The question of whether the strawberry found in grocery stores is native to America is complex. The large, bright red fruit cultivated globally, known as the garden strawberry, is a relatively modern plant that did not exist in the wild. Its origin involves a transatlantic journey and the unexpected meeting of two distinct species from the American continents. Understanding its heritage requires looking at the two wild species that contributed their unique traits to create the familiar fruit we enjoy today.
The Indigenous North American Species
One parent of the modern strawberry is truly indigenous to North America, often called the Virginia strawberry. This hardy perennial is found across a vast area, from Newfoundland down to Georgia and as far west as the Great Plains. Native American populations foraged and utilized it long before European colonization.
The North American wild strawberry is characterized by its small fruit size, which is significantly smaller than commercial varieties. It compensates for its size with a highly concentrated and intensely sweet flavor profile. This species was first transported to Europe in the early 17th century. The plant is an octoploid, possessing eight sets of chromosomes, a genetic feature crucial for later successful hybridization.

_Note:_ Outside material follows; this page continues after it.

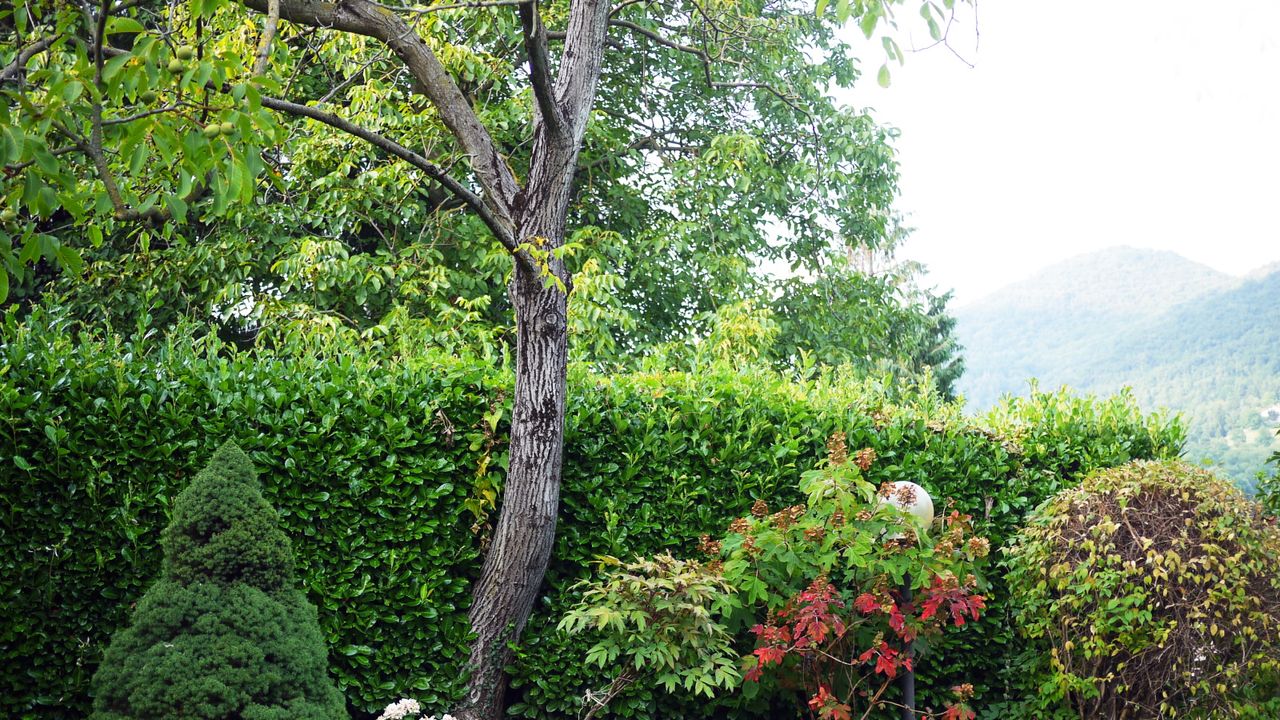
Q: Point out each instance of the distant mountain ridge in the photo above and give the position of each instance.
(1183, 335)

The Crucial South American Contributor
The second ancestor of the garden strawberry hails from the Pacific coasts of the Americas, known as the Chilean strawberry. This plant grew natively along coastal regions from Alaska down to the southern tip of Chile. Indigenous peoples like the Mapuche particularly cultivated the South American variety.
A French engineer and spy, Amédée-François Frézier, first brought specimens to Europe in 1714 after observing its unusually large fruit size in Chile. The Chilean strawberry provided the genetic material for size that the North American species lacked. This fruit was notably larger than the Virginia strawberry and possessed a firm texture, though its flavor was less sweet or aromatic than its northern counterpart. It was also an octoploid, sharing the same number of chromosome sets as its northern relative.

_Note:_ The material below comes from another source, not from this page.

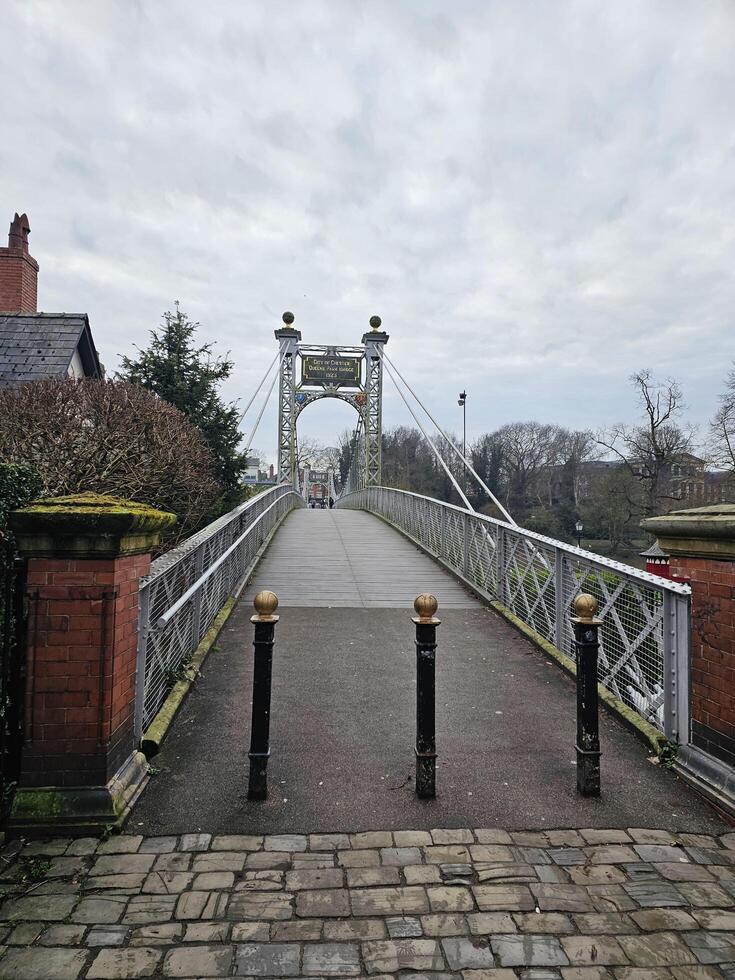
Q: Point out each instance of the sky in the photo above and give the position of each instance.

How the Modern Strawberry Developed
The creation of the garden strawberry, a hybrid species, occurred in Europe. Both the North American and South American wild species were cultivated in common gardens, particularly in France, during the early 18th century. This cultivation brought the two geographically isolated plants into close proximity.

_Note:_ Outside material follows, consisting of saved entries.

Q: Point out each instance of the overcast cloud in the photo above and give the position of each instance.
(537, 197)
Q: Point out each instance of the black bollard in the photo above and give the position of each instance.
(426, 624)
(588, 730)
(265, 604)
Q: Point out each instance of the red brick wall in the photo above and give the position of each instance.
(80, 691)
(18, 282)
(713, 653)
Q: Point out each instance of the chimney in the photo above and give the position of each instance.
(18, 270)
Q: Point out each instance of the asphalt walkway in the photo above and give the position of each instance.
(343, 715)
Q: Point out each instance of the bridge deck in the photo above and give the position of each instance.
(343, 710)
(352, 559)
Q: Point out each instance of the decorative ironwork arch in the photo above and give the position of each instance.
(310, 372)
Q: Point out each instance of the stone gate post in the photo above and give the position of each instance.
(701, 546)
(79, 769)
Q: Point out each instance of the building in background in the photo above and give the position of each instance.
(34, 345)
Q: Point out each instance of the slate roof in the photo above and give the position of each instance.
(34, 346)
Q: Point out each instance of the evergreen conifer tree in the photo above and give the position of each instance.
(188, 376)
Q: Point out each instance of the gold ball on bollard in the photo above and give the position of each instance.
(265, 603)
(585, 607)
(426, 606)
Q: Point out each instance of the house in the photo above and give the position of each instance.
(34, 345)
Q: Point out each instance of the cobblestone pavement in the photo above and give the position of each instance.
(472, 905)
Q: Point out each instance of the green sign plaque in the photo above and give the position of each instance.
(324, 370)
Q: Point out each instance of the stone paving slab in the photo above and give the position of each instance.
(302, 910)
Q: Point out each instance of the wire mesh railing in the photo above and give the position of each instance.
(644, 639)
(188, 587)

The key breakthrough happened when the Chilean and Virginia strawberries cross-pollinated. The resulting offspring was a new, stable hybrid combining the best qualities of both parents. It inherited the large size and firm texture of the South American plant while retaining the intense flavor and cold-weather hardiness of the North American one.
French botanist Antoine-Nicolas Duchesne documented and named this hybrid in the 1760s, recognizing it as a cross between the two American species. He named it Fragaria x ananassa, referencing the fruit’s pineapple-like aroma. This new species was horticulturally superior, offering a commercially viable fruit that was large, sweet, and robust enough to transport. Because the hybrid was created in Europe from two American parents, the garden strawberry is not considered native to the American continents, even though its entire genetic makeup originates there.